The first time I ever visited a Catholic Church was with my Baptist grandmother. She had always loved the Church, but had never converted due to her staunchly Baptist parents and the fear of upsetting them. So she would pay friendly visits to Our Lord in the tabernacle and light candles. She needed no catechesis. She knew Who was there. From the very beginning I was mesmerized by the beauty, the mystery that surrounded me in that Church. Altar rails, pews with kneelers, hauntingly beautiful statuary and brutally rendered crucifixes provided a backdrop that filled the holes that existed in my “bible-believing” background. By the age of ten, I knew…knew that once saved always saved simply wasn’t true. It couldn’t be. The bible certainly didn’t confirm it, and I had memorized all the pertinent verses to help others on the road to salvation. The bible spoke of a Church that was the pillar and foundation of all truth. All truth…goodness the bible didn’t even make that claim for itself! What Church could this be? I’d been to so many…

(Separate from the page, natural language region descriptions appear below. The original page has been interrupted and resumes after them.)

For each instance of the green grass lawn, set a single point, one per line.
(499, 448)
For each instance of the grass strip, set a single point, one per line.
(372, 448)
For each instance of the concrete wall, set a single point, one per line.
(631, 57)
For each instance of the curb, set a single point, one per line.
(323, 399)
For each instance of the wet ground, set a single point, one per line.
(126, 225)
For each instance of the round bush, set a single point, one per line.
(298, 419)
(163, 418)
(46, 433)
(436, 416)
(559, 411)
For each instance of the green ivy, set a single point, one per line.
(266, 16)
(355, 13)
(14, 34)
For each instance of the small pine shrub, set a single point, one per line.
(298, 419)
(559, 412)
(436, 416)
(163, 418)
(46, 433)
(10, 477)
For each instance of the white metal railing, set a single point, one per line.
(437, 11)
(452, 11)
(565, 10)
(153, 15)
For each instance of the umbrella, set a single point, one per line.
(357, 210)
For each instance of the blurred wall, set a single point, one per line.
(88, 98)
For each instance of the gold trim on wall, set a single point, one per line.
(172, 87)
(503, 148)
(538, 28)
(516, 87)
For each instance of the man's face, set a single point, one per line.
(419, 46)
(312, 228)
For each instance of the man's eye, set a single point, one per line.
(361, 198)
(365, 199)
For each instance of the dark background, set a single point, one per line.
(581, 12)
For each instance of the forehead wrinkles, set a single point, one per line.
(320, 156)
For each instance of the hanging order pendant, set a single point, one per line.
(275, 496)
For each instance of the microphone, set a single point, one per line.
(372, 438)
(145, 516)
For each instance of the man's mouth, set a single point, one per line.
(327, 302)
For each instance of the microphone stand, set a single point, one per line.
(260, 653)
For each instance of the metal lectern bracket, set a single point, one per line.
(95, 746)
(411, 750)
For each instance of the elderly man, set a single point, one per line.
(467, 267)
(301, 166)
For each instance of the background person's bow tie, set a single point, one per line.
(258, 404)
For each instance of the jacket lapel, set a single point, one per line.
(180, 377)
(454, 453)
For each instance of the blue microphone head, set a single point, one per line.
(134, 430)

It would be many more years, before I would receive that answer. I began reading, reading, reading. And pestering a Catholic friend. I peppered her with questions. In frustration, this same friend finally insisted that I attend an inquirer’s session at a local Catholic Church. I was 25 years old. The meeting was quite informal. I basically assaulted the priest with every question I could dream up…I’m quite sure that I monopolized that particular session. Satisfied with the answers I’d received, I quickly signed up for RCIA.

Now…here’s where the story gets interesting. The first time I entered my local Catholic Church, I was horrified! What happened? Where were the pews? The kneelers? The statues? The tabernacle…oh, there it is…in the corner…wait! Where’s the Crucifix? Why is there a large banner of a butterfly over the altar? This lovely Church had been wrecked…I saw the photos of the old Church in the vestibule. I imagine the purpose of that picture was to show everyone how the Church had been “modernized”, but what I saw was a Church “de-Catholicized”, in fact, it appeared far more protestant than the Methodist church I was attending with my husband and children.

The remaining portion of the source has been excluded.